Zusammenfassung
Das Parsonage-Turner-Syndrom ist nur klinisch definiert und wird leicht mit anderen Anomalien des Halses und der Arme verwechselt. Die Patienten haben einen charakteristischen plötzlich und akut auftretenden Schmerz über beiden Schultern, der einige Stunden aber auch bis zu 2 Wochen anhalten kann und von einer schlaffen Lähmung einiger Muskeln des Schultergürtels gefolgt ist.

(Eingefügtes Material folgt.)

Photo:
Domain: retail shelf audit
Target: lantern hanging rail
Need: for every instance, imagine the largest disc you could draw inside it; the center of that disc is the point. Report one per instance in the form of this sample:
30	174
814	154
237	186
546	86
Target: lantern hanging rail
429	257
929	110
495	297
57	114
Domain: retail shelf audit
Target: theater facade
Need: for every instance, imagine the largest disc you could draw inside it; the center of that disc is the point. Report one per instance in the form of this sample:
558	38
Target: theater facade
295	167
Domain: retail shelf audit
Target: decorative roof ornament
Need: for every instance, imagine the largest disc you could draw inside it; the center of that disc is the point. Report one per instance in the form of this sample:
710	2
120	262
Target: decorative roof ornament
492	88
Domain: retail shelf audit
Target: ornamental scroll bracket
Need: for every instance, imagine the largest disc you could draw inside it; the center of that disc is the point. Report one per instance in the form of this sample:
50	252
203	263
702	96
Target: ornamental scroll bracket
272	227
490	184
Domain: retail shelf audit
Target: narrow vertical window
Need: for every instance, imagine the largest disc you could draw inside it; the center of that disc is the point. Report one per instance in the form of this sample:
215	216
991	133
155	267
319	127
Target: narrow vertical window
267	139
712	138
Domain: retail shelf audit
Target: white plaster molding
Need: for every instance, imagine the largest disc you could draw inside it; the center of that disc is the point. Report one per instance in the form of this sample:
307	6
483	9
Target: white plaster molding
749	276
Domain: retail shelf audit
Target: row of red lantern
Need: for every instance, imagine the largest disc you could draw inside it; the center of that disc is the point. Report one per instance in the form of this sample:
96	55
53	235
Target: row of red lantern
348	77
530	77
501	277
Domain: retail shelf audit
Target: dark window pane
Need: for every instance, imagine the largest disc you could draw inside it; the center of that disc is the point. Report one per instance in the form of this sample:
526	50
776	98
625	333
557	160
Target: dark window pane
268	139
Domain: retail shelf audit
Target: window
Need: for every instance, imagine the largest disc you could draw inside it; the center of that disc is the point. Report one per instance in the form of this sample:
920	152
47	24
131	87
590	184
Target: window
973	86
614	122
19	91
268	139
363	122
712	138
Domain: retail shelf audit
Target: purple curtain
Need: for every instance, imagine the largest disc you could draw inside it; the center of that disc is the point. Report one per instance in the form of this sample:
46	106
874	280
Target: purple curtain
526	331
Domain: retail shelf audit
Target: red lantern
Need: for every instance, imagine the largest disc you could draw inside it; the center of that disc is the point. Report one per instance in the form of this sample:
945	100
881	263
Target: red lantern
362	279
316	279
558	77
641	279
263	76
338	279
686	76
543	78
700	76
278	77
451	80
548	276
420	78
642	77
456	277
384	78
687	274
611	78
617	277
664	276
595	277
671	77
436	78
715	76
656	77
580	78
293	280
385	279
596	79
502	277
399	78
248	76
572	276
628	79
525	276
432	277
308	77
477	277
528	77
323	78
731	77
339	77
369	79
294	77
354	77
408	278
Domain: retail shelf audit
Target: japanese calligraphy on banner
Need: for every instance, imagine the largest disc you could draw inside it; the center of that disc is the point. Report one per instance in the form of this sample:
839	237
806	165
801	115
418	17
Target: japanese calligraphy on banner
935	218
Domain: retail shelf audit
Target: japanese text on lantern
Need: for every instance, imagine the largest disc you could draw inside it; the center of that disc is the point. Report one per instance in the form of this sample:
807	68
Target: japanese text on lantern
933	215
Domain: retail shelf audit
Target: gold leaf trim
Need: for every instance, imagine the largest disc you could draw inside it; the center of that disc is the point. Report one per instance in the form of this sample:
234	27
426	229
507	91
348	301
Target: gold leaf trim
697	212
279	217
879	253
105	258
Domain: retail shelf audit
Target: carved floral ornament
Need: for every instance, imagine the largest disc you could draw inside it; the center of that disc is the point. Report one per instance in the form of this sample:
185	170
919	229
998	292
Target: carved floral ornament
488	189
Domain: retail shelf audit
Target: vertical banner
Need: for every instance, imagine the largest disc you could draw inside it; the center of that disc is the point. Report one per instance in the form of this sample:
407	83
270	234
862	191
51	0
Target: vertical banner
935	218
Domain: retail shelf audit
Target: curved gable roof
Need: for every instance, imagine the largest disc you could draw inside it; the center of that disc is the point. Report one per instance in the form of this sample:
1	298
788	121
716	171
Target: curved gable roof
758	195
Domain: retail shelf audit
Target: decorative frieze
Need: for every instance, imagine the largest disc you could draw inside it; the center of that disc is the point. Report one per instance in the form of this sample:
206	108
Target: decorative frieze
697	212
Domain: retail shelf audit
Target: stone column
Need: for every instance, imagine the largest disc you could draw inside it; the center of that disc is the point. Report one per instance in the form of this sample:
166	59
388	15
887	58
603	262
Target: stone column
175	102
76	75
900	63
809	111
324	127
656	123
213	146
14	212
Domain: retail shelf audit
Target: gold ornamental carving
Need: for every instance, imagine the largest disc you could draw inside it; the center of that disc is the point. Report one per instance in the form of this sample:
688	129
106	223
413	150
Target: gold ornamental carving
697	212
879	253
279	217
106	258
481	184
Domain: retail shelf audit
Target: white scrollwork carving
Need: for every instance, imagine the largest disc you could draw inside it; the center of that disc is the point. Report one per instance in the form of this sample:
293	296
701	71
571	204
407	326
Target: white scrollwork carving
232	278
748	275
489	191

Gewichtige diagnostische Hinweise sind
(i) ein unterschiedliches Ausmaß von Muskelschwund und Denervierung bei Muskeln, die vom gleichen Nerv versorgt werden,
(ii) unterschiedlich starke Denervierung von Muskeln, die von verschiedenen Nerven oder von einem Nervenstrang aus dem Plexus brachialis versorgt werden, und
(iii) erhaltene sensorische Aktionspotentiale und motorische Denervierung in Muskeln, die vom gleichen gemischten Nerv versorgt werden.
Die Häufigkeit wird auf 1,64/100.000 geschätzt. Am häufigsten ist die Krankheit in der 3. bis 5. Dekade. Männer sind etwas häufiger betroffen als Frauen. Die Ätiologie des Syndroms ist unbekannt. Als auslösende Faktoren werden Infektionen, Trauma, Operationen, chirurgische Eingriffe, Impfungen und Autoimmun-Mechanismen diskutiert. Im allgemeinen ist die Prognose günstig, etwa 75% der Patienten werden innerhalb von 2 Jahren beschwerdefrei. Die Behandlung ist symptomatisch, mit Analgetika und physikalischer Therapie.